TARİH 16 Kasım 2017
29,4b OKUNMA     750 PAYLAŞIM

Dostoyevski ile Evrensel Bir Slogan Haline Gelen "Dünyayı Güzellik Kurtaracak" Deyişinin Kökeni

Dostoyevski'nin Budala adlı romanında okuduğumuz cümle, aslında yazarın belirli bir kültürü miras alması sonucunda aktardığı bir deyişmiş.

fyodor mihailoviç dostoyevski'nin budala adlı romanında prens miskin'in ağzından duyduğumuz bir cümledir "dünyayı güzellik kurtaracak". şu sıralar yaptığım okumalarda bu konsept çokça karşıma çıkıyor, doğu avrupa tinselliğinde yeri olan, hatta içine işlemiş bir kavram. "etrafı yeşillendirip, her yere çiçek dikersek her şey şahane olur" dan ziyade, elbette manevi bir güzelliğe işaret ediyor daha çok -ama elle tutulur, gözle görülür güzelliği yabana attığını da zannetmiyorum (miskin'den uzaklaştım artık, daha genel konuşuyorum) güzel şeylerin insanları güzelliğe (iyilik-güzellik) yönelttiği gibi bir noktaya götürülebilir.

çok uzatmadan açıklamak zor olsa da, doğu avrupa geleneğinde bunun kökeni eskiye dayanıyor. o yüzden tarihsel bir örnek vereyim

(olaylar 987 yılında geçiyor, tarihçi (daha ziyade kronolog) nestor tarafından aktarılmış)

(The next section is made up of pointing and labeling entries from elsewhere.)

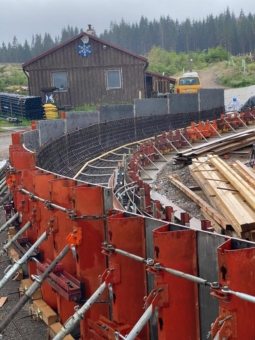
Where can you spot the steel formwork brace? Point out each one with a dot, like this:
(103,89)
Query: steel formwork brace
(49,204)
(11,270)
(139,326)
(154,268)
(73,321)
(9,222)
(14,238)
(32,289)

vladimir, kiev ruslarının kralı, çevrelerini sarmış tek tanrılı dinlerin takipçileri tarafından sıkıştırılmaktadır. nihayetinde bütün bu gruplara bir elçi gönderir, dinleri yakından tanıması, kendisine rapor getirmesi için. yahudilerin dinini tutmazlar, kudüs'ü kaybetmelerini ve dünyanın dört bir yanına dağılmak zorunda kalmalarını vladimir bir zayıflık addeder. volga bulgarlarından tanıdıkları islam'ı da tutmazlar, zira içki yasağı ruslara itici gelir. çeşitli hristiyan kiliselerine (henüz "great schism" dediğimiz doğu-batı kilisesi ayrımı olmasa da, geleneklerde ayrılık kaçınılmaz) de elçi gider. batıdaki grupların (cermenler, vs.) kiliselerini ve geleneklerini tatsız tutsuz, asık suratlı bulur ruslar. constantinople'a giden ziyaretçiler ise (daha istanbul yok, malum) aya sofya'da pazar ayinine katılırlar. geri döndüklerinde aşağı yukarı şu sözleri edeceklerdir: (ayin sırasında) "dünyada mıyız yoksa cenette mi, artık anlayamaz olduk. şimdiye dek ne böyle güzellik gördük, ne de bunu anlatmamız mümkün." neticede, vladimir rusların ilk hristiyan kralı olur, ve bütün rusya'nın hristiyanlaşması dönemi başlar.

Bir Vladimir tasviri.

tabii 10. yüzyılda bugün anladığımız anlamda historiography olmadığından, nestor'un her kelimesini gerçek kabul etmemiz mümkün değil. dönemin kaynakları arasında daha farklı yorumlar da var, üstelik bizans'la yapacağı politik bir yakınlaşmanın avantajını da göz ardı etmemek gerek. ama dikkati çekmeye çalıştığım nokta, yarı-mitolojik bir öykü bile olsa, bu öykünün nasıl sunulduğu, ne gibi temellere dayandırıldığı idi. işte dostoyevski de, nihayetinde, bu kökenden geliyor.

bir programızın daha sonuna geldik. bu bölümde ne öğrendik?

dünyayı güzellik kurtaracak; ama er, ama geç.